We’ve tested all of the following:
- MJL21194: hFE 25 min, 75 max @ 8A
- MJL21196: hFE 25 min, 100 max @ 8A
- MJW21196: hFE 20 min, 80 max @ 8A
- MJW18020: hFE 8 min, 16 typical, ? max @ 10A (maximum not specified)
We already knew that the MJL21194 worked, because it’s been running in Flynn’s Arcade for over a month. Based on this, I gave the MJL21196 a 99% chance of working, because it’s essentially identical. I gave the MJW21196 about a 95% chance, based on my reading of the rest of the specs, and the fact that its hFE is still higher than the 2N6259. But I only gave the MJW18020 about a 50% chance of working: based on the G08-003 circuit, I believed that it would likely have insufficient current gain (hFE) to reach the edge of the screen in all circumstances.
And indeed, upon firing up the test unit, we saw this:
Look closely, and you’ll see that the top of the screen, where the scores are, is collapsed. Not quite into a single line, but into a very small space. So why did it only collapse the top of the screen?
As mentioned previously, “It is not unusual to find a 2 or 3 to 1 ratio in device hFE.” I haven’t pulled the transistors out of the test unit to measure them…but the ranges above, which show a 3-4x ratio between minimum and maximum, and a 2x ratio between minimum and typical, lead me to the obvious conclusion: the two transistors handling upward vertical deflection had the lowest hFE, too low to fill the screen.

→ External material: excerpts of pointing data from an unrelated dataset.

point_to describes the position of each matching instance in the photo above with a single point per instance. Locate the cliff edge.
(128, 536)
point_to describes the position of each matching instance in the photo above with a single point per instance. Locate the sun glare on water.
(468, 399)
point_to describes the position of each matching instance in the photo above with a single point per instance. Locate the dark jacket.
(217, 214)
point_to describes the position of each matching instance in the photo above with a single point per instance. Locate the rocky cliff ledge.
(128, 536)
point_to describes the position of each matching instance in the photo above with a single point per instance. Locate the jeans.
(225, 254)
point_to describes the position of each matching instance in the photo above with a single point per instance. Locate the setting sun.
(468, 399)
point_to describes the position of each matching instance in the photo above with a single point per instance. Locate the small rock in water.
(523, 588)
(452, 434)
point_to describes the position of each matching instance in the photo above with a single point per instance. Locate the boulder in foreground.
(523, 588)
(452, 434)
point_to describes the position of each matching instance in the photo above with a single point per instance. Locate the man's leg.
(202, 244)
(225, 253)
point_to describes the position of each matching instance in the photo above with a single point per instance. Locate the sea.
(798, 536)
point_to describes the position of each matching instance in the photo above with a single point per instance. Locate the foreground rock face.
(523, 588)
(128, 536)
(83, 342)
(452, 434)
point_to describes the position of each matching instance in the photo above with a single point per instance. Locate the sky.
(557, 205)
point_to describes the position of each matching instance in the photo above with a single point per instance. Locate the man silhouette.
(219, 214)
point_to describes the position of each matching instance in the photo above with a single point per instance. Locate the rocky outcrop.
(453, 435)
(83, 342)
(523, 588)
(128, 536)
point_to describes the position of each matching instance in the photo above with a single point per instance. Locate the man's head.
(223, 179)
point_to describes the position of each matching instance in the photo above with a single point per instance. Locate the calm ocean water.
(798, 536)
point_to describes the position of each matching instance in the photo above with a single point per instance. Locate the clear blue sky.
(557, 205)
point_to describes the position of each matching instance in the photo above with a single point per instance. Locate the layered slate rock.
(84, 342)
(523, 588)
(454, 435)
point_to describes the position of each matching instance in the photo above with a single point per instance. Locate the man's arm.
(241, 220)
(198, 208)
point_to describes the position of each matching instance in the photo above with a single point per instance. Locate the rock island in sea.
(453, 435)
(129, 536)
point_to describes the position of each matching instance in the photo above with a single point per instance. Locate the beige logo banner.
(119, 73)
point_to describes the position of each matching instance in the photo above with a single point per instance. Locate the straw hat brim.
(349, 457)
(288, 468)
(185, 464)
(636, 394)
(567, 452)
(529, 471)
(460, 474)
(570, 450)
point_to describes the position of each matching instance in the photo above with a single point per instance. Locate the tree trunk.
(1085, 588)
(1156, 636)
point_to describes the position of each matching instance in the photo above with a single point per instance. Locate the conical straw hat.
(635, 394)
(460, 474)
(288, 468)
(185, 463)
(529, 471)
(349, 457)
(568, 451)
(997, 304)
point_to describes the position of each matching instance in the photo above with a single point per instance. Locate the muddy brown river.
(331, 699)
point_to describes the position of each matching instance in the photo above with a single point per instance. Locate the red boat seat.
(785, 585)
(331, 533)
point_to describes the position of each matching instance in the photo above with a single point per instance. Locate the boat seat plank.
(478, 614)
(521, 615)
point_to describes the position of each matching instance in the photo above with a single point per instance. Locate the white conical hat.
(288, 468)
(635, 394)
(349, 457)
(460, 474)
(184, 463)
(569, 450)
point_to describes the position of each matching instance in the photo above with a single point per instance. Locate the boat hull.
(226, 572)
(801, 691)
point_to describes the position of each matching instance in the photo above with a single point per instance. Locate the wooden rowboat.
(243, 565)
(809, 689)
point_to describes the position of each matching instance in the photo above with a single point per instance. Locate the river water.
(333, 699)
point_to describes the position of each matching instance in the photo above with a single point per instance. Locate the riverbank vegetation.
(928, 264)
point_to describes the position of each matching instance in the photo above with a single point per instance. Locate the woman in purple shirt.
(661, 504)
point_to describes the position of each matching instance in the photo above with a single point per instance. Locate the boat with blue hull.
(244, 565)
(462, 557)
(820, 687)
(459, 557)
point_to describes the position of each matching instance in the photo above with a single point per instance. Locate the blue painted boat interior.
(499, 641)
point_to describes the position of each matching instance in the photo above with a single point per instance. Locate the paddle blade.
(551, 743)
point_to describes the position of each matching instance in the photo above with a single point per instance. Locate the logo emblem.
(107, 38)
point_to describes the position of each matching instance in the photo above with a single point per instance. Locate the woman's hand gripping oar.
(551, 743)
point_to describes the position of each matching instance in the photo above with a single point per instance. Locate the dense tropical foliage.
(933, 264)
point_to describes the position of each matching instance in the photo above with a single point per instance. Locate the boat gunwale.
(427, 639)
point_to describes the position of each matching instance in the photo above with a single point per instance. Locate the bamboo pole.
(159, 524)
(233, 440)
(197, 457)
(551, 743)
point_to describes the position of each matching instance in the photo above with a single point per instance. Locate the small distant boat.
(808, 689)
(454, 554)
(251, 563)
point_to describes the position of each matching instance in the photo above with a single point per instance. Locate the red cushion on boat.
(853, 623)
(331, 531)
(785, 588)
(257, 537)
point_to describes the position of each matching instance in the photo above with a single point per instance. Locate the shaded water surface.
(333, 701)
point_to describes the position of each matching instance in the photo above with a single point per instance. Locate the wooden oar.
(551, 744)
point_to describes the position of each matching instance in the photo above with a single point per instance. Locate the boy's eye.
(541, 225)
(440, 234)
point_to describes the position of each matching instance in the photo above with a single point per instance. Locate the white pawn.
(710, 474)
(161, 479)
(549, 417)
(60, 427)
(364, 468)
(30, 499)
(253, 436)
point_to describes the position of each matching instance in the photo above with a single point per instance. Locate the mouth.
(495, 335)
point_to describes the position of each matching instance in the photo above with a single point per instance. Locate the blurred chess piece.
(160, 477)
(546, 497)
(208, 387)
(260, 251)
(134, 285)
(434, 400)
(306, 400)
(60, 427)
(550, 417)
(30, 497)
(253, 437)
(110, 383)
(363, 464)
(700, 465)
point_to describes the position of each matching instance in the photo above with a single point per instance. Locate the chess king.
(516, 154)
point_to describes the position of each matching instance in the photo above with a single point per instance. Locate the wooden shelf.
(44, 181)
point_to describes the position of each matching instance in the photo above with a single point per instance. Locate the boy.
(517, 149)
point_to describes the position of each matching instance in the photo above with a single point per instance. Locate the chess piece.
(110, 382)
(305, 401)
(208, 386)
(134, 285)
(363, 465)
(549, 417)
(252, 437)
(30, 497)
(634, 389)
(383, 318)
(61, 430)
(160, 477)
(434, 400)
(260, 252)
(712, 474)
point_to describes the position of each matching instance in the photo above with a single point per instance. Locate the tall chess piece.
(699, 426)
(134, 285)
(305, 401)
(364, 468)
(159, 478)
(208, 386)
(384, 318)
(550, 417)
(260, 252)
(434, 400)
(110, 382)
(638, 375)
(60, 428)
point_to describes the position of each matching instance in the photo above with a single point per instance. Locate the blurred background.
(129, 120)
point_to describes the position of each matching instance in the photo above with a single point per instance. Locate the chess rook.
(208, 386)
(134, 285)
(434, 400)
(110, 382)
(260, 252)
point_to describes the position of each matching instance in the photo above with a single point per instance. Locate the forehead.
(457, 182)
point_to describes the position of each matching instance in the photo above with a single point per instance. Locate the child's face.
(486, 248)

This is amongst the reasons why you can’t just substitute any BJT power transistor with sufficient voltage and current capacity into a vector monitor. You have to dive deeper into the datasheet, because the GO8 pushes its output transistors to and beyond their limits, and parameters that many full-time analog engineers brag about not knowing become absolutely critical.
(As of this writing, December 2022, we’re still testing the G08-003 Transistor Upgrade Kit: we have to get a testing cycle in with the alternate transistors before we can confidently build them and ship them to our customers. We expect them to be available for retail sale in late February or March 2023.)